As the demand for high-performance computing (HPC) in weather and climate grows, integrating machine learning (ML) techniques offers a promising pathway to enhance predictive skill while addressing sustainability. This talk presents an ML-driven approach to identify sources of long-term predictability for the El Niño-Southern Oscillation (ENSO), focusing on the interplay between ocean (Sea Surface Temperature (SST) and heat content) and atmosphere (near-surface zonal wind, U10) variables. Our findings reveal that tropical SST serves as the primary source of predictability, while U10 alone exhibits comparable predictive skill to SST at lead times of 11 to 21 months, particularly from late fall to late spring. We uncover a long-lead signal originating from coupled wind-SST interactions in the Indian Ocean (IO), which propagates across the Pacific via an atmospheric bridge mechanism. By leveraging ML to optimize predictive models, we explore how such approaches can reduce computational costs and energy consumption in HPC systems, contributing to more sustainable climate prediction frameworks. This work aligns with the broader goal of integrating ML into climate modeling to enhance efficiency and scalability while minimizing environmental impact.

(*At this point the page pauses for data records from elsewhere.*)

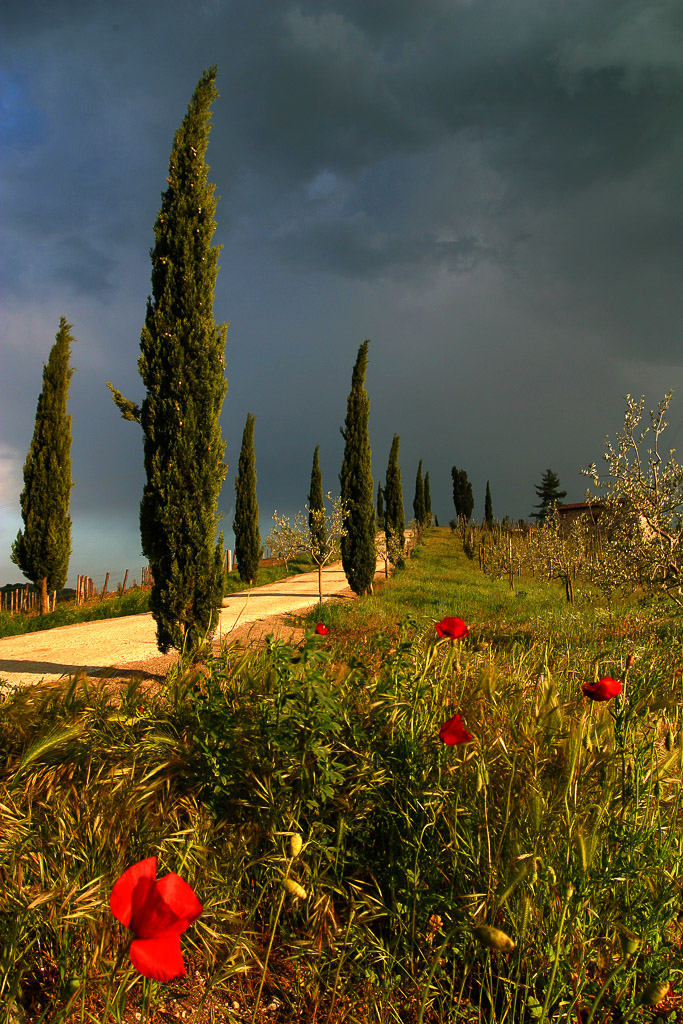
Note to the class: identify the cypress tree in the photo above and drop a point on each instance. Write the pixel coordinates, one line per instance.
(457, 498)
(549, 493)
(182, 366)
(394, 515)
(245, 524)
(357, 546)
(469, 498)
(463, 498)
(419, 500)
(488, 507)
(43, 548)
(316, 524)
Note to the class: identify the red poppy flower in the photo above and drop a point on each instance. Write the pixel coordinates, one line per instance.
(453, 732)
(604, 689)
(453, 628)
(157, 912)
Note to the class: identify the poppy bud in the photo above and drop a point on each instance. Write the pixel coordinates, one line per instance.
(630, 941)
(294, 889)
(654, 993)
(493, 938)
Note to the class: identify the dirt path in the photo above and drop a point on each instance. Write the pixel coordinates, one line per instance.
(128, 644)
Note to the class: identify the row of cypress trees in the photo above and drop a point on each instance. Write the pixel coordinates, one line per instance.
(182, 367)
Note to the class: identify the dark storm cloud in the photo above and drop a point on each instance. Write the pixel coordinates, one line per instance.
(357, 249)
(499, 178)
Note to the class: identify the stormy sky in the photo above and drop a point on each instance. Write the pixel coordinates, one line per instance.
(487, 189)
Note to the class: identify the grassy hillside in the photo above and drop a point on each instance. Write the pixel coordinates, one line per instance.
(530, 873)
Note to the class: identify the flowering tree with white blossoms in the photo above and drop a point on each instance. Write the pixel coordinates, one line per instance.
(642, 517)
(318, 535)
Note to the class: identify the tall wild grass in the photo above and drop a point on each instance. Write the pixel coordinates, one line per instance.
(559, 825)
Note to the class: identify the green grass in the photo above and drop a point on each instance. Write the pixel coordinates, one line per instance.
(560, 824)
(133, 603)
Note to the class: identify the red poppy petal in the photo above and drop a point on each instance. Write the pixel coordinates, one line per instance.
(170, 907)
(454, 732)
(602, 689)
(180, 898)
(132, 890)
(452, 627)
(159, 958)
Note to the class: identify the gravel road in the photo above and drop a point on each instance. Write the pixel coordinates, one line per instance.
(130, 641)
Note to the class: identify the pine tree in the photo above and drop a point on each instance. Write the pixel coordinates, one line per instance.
(487, 507)
(394, 514)
(247, 534)
(549, 493)
(182, 366)
(419, 500)
(43, 548)
(357, 546)
(316, 523)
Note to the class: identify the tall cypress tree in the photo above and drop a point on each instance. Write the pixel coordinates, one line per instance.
(549, 493)
(488, 507)
(419, 500)
(182, 366)
(357, 546)
(394, 514)
(428, 501)
(380, 507)
(316, 504)
(457, 498)
(463, 498)
(245, 524)
(43, 548)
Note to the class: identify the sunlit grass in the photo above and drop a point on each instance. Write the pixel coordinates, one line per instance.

In order to move towards more sustainable HPC operations, it is important to understand and improve the power efficiency of data centers. In NCAR's Computational and Information Systems Lab (CISL) we have focussed heavily on reducing waste energy and ultimately driving a more efficient mode of operations for our systems. In this talk I will highlight some of the key activities that we have undertaken and explore the impact of these.